Brubaker's purpose is to compare the similarities and differences of the internal logic of gender and race. Brubaker examines gender and racial identity by comparing the Essentialist and Voluntarist perspectives. The "Essentialist" view, writes Brubaker, assumes gender and race are grounded in "nature" and "history".[1] The "Voluntarists", by contrast says Brubaker, argue that race and gender identities can be "chosen."[1] Brubaker observes that the Essentialists emphasise the immutability of the external world while Voluntarists emphasises individual self-determination. However, despite the differences between both approaches, they both recognise some similarities in the "'if Jenner, then Dolezal' syllogism."[1]
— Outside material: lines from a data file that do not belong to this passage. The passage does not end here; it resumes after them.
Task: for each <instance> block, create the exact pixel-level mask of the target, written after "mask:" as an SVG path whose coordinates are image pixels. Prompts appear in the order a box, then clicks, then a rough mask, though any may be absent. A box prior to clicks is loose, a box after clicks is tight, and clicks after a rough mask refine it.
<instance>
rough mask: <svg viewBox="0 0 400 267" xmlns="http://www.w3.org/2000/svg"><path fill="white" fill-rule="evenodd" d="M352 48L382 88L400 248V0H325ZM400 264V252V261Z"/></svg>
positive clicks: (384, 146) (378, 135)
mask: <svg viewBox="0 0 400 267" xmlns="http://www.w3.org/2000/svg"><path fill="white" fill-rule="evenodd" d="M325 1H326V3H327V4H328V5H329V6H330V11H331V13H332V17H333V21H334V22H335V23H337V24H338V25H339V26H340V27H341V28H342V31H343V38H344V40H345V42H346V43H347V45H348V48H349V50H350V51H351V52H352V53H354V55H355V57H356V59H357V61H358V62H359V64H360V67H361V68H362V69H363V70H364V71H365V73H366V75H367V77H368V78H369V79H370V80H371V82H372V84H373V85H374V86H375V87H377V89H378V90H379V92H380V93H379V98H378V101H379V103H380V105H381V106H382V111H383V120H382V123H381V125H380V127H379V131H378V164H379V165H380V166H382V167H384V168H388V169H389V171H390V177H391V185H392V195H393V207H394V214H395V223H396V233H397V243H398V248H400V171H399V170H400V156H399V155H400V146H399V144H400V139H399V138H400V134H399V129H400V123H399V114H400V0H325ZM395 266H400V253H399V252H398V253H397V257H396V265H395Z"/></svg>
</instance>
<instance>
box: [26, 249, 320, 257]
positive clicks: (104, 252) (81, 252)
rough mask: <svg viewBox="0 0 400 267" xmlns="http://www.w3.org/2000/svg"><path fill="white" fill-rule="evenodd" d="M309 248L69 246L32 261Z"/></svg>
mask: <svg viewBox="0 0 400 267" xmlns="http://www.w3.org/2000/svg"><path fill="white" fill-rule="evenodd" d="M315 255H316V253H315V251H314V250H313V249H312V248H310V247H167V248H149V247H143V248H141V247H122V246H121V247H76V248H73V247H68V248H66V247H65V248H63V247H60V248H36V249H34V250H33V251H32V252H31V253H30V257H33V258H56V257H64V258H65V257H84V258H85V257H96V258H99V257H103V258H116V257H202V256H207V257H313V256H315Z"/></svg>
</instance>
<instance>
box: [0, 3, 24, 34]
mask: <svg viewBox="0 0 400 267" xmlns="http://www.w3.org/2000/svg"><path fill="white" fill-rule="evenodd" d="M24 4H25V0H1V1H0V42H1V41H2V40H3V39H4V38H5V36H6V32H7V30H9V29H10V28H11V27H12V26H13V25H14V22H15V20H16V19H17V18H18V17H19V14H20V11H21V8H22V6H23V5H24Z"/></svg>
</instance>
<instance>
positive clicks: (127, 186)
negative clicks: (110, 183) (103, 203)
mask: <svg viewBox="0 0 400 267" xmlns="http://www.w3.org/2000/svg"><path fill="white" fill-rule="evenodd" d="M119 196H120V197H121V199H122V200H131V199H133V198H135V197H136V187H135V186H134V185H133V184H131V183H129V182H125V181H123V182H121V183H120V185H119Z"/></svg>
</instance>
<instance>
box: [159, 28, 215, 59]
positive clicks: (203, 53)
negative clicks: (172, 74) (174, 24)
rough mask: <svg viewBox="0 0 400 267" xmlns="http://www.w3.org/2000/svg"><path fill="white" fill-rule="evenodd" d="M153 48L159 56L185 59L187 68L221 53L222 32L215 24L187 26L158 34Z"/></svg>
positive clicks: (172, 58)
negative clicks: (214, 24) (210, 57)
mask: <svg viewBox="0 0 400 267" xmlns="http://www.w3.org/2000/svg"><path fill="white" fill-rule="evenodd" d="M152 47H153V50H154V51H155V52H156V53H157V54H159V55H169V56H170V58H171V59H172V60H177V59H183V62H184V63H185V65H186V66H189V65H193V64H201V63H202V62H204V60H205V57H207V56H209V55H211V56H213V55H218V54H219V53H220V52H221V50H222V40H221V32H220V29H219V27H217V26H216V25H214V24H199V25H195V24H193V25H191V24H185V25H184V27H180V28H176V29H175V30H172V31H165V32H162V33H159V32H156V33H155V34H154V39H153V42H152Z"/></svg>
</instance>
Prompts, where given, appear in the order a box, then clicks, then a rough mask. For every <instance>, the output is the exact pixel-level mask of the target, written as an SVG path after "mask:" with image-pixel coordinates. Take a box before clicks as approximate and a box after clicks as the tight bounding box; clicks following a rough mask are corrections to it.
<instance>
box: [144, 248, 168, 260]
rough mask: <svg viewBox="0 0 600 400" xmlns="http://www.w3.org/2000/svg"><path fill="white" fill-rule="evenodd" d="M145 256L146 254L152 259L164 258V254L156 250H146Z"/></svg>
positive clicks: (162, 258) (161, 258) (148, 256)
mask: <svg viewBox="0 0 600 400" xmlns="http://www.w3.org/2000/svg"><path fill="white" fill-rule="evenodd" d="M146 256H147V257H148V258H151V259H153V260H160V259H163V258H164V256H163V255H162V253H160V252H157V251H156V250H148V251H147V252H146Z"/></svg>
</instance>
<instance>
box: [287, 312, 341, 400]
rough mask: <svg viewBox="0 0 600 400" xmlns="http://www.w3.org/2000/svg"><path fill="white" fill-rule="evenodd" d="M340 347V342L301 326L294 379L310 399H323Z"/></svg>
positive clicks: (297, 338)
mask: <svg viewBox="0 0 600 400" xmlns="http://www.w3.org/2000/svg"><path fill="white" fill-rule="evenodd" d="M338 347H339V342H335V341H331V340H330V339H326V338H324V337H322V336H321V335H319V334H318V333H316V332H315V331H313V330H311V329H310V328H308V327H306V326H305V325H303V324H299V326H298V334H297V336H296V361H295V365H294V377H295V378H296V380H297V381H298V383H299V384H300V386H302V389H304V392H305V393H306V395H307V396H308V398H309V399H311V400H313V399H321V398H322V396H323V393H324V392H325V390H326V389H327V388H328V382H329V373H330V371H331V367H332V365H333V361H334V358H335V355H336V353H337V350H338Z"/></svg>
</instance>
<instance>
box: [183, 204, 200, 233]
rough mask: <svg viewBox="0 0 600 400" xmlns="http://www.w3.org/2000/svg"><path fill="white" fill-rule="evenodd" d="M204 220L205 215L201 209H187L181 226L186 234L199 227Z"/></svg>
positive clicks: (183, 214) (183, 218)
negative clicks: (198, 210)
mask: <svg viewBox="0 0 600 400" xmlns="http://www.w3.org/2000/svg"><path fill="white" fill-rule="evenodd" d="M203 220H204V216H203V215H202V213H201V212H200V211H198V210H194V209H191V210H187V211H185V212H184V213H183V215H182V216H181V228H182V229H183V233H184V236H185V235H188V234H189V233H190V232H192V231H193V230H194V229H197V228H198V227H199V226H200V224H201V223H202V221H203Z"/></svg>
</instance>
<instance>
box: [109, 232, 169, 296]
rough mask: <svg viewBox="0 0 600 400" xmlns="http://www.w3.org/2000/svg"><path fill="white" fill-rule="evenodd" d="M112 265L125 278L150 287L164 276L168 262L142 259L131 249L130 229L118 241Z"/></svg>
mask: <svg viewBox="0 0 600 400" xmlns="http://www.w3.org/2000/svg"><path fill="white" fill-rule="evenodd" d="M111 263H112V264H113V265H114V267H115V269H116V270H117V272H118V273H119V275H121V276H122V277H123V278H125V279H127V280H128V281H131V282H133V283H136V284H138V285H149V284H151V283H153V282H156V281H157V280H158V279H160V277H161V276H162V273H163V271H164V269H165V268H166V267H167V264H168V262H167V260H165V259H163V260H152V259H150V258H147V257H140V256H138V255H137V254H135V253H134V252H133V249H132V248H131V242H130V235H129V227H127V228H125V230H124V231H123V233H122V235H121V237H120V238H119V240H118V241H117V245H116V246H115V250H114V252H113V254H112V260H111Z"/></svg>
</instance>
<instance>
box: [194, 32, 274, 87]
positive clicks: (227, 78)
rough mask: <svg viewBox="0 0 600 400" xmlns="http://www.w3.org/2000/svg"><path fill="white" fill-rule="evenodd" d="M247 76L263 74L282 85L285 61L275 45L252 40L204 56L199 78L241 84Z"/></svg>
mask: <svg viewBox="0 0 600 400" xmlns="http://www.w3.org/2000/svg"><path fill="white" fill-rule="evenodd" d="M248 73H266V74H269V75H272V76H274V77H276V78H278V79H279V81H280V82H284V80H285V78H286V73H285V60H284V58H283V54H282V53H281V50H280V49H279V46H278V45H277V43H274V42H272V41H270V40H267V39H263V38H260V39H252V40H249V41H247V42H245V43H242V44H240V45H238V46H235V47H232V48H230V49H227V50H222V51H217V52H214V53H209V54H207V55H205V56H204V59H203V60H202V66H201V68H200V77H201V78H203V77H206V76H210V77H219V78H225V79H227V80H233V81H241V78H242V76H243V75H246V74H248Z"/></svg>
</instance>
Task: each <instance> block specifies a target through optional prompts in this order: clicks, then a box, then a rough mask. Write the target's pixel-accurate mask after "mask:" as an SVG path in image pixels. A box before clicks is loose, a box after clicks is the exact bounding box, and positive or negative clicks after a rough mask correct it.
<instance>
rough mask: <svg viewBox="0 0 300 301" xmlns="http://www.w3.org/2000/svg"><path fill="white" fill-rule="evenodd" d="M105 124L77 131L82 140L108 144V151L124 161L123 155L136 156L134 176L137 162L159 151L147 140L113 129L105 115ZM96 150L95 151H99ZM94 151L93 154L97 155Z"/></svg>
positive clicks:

Complicating the analysis argues Brubaker is the way in which, on the political left, race is a "more closely policed category" than gender, compared to the political right where sex and gender are "more closely policed."[1] Additionally, changing gender identity is given more sociological "legitimacy" than changing race.[1] The question of legitimacy is part of what Brubaker describes as "boundary work"- the demarcation of what should be regarded as science and therefore afforded certain privileges of "resources, respect and authority".[1]

Brubaker then notes how the "paring of transracial and transgender in the Dolezal debates points to an underlying shift in the landscape of identities."[1] He cites wider debates about immigration, religion and ethnicity examples of this. In an aside Brubaker notes that "syncretism, the mixing of elements from different religious traditions, illustrates the trans of between, as do those who identify with or participate in more than one religious community or tradition."[1]

Brubaker concludes by observing that the focus on "idiosyncratic aspects" of Dolezal's story has obscured the deeper trends in the way people think about identity.[1] However he also notes in his conclusion that the increasing fluidity of identity has not excluded these identities being "embodied" or expressed practically and physically.[1]

Reception

The book was received positively. Anthony Moran writing in the journal Ethnic and Racial Studies said it was "an important intervention in debates about sexual/gender and racial/ethnic identities in a period of generalized identity unsettlement."[2] A. Loudermilk in PopMatters said, "Looking back at the summer of 2015 and the public debate over Dolezal, Brubaker sees a missed opportunity."[3]